- When Toronto-based digital marketing agency Klick Health held “Klick Ideas Exchange 2015” in Philadelphia, WorldStage was on hand to provide AV and lighting support as well as 3D projection mapping for artist John Ensor Parker’s multi-faceted set in the main venue.
The stage at Klick Ideas Exchange 2015.
“Klick Ideas Exchange” was a one-day forum at the National Museum of American Jewish History. The invitation-only gathering of approximately 200 life sciences executives, policy makers, and academics explored how emerging technologies and data can change the way healthcare is delivered and healthcare companies work.
WorldStage was tasked with providing audio, lighting and video solutions for the event. The Main sessions were held in the Dell Theater space, but technical support was extended to various other locations in the museum.
The theater was transformed for speaker presentations and panel discussions with a wrap-around stage set and hero screen, which served as display surfaces for a introductory video, speaker support and animated content.

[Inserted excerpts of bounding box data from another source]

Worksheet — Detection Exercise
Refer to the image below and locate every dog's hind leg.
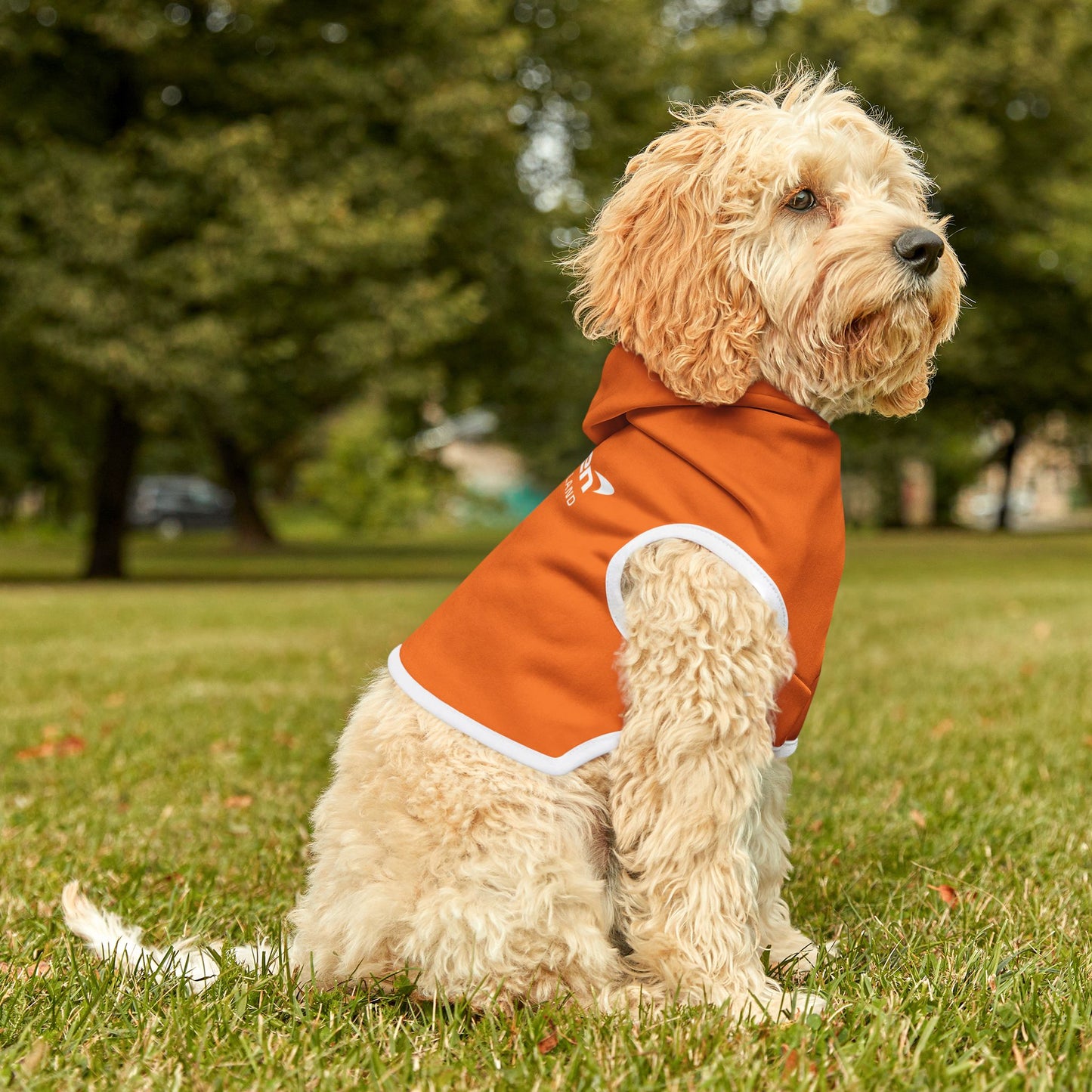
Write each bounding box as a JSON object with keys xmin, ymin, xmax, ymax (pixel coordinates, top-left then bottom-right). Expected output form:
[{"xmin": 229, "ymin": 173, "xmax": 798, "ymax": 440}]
[
  {"xmin": 611, "ymin": 540, "xmax": 822, "ymax": 1018},
  {"xmin": 290, "ymin": 672, "xmax": 623, "ymax": 1008}
]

Brooklyn-based artist John Ensor Parker designed the set that was fabricated and installed by Your Solid Angle; he also designed and art directed the projection mapping content and audio with Glowing Bulbs.
“Klick Health didn’t want a typical corporate aesthetic for the program and speakers,” says Parker. “They wanted something out of the box, something that would take people to a different place mentally. So I designed an art piece – a projection sculpture that worked with client content.”
Parker’s multi-faceted geometric set wrapped around the stage; a flat rectangular hero screen was placed slightly off center to display PowerPoint and other speaker support. The set was constructed of wood and painted a projection-friendly gray.
“The Human Condition,” Parker’s two-minute high-intensity intro, starts with animations depicting the Big Bang of the multiverse and a journey to our own universe. At times the visuals reveal the origami-like structure of the set, then the set is flooded with color and black-and-white data ranging from cardiovascular graphics to quantum mechanics. “The whole set was covered, including the hero screen,” he explains. “Whenever the hero screen was not used for a single channel it disappeared visually.”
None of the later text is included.